Nouvelles
La révolution gastronomique des frères Jordán: innovation et tradition en haute montagne

Lors de la récente journée consacrée à la cuisine de haute montagne, les frère et sœur Iris et Bruno Jordán ont détaillé leur conception particulière de la gastronomie, intimement liée au territoire de Huesca et au paysage des Pyrénées. Ils ont affirmé que leur cuisine ne pouvait s’expliquer sans cet environnement rude, où les ressources sont limitées et où chaque ingrédient revêt une valeur symbolique et émotionnelle.
Le plat « Triunfes dan Grey » a servi de fil conducteur à la présentation. À partir de la pomme de terre d’hiver, les Jordán font revivre les saveurs de leur enfance grâce à un processus de fermentation qui transforme le tubercule en une pâte aromatique, puis en un bouillon transparent mais intense, capable de conserver la mémoire gustative de la pomme de terre crue. Cette préparation résume leur philosophie : une technique contemporaine au service de la mémoire et de la tradition.

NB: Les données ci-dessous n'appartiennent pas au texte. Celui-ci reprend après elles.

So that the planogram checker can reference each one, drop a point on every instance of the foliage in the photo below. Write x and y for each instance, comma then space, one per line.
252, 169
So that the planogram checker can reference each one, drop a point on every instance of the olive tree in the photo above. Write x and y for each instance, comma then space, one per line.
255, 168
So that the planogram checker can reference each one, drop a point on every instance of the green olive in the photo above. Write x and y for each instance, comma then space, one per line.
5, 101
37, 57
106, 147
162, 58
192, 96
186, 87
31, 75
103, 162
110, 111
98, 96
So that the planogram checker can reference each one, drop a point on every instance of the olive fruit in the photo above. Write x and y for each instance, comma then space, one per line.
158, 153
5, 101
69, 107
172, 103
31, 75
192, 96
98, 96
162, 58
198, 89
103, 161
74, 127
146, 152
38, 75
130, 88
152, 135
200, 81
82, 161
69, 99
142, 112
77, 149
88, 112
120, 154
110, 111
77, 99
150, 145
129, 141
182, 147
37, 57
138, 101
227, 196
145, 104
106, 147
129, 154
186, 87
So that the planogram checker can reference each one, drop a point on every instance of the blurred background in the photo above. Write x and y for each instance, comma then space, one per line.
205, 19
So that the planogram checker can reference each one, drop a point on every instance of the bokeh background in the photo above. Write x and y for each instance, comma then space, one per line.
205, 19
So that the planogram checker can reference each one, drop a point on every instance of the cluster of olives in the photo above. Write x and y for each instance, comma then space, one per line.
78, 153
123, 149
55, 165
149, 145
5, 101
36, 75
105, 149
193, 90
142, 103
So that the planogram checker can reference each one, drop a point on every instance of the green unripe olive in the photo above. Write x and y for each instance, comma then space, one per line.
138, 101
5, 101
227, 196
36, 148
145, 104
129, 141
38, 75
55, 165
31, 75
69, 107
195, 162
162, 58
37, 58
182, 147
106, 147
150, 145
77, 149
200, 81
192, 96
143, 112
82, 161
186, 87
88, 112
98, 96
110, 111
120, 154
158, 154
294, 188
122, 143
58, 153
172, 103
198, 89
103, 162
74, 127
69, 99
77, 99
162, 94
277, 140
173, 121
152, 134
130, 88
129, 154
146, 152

Une grande partie de leur intervention a porté sur l’héritage familial. Ils ont évoqué le restaurant fondé par leur grand-mère dans la vallée de Benasque en 1984, bâti sur l’échange de savoirs avec les voisins et la valorisation maximale des produits locaux, dans un territoire où seule une infime partie des terres est cultivable. Iris et Bruno se revendiquent comme la troisième génération de cette saga montagnarde, qui a su transformer les contraintes géographiques en moteur créatif.
Ils ont également présenté leur travail sur les arômes primaires, secondaires et tertiaires comme un langage permettant de construire des plats aux saveurs stratifiées. Les fermentations, oxydations et vieillissements contrôlés leur servent à explorer des notes profondes qui renvoient aux caves, aux anciens garde-mangers et à des pratiques culinaires presque oubliées. C’est dans ce cadre que s’inscrit une autre de leurs propositions les plus commentées : l’association de l’écrevisse de rivière et des noisettes, articulée autour d’une sauce concentrée élaborée à partir des coraux de l’écrevisse et de noisettes cuites dans un sirop épicé, que vient équilibrer un « lait de tigre » à la pomme, dont l’acidité se rapproche de celle d’un ceviche.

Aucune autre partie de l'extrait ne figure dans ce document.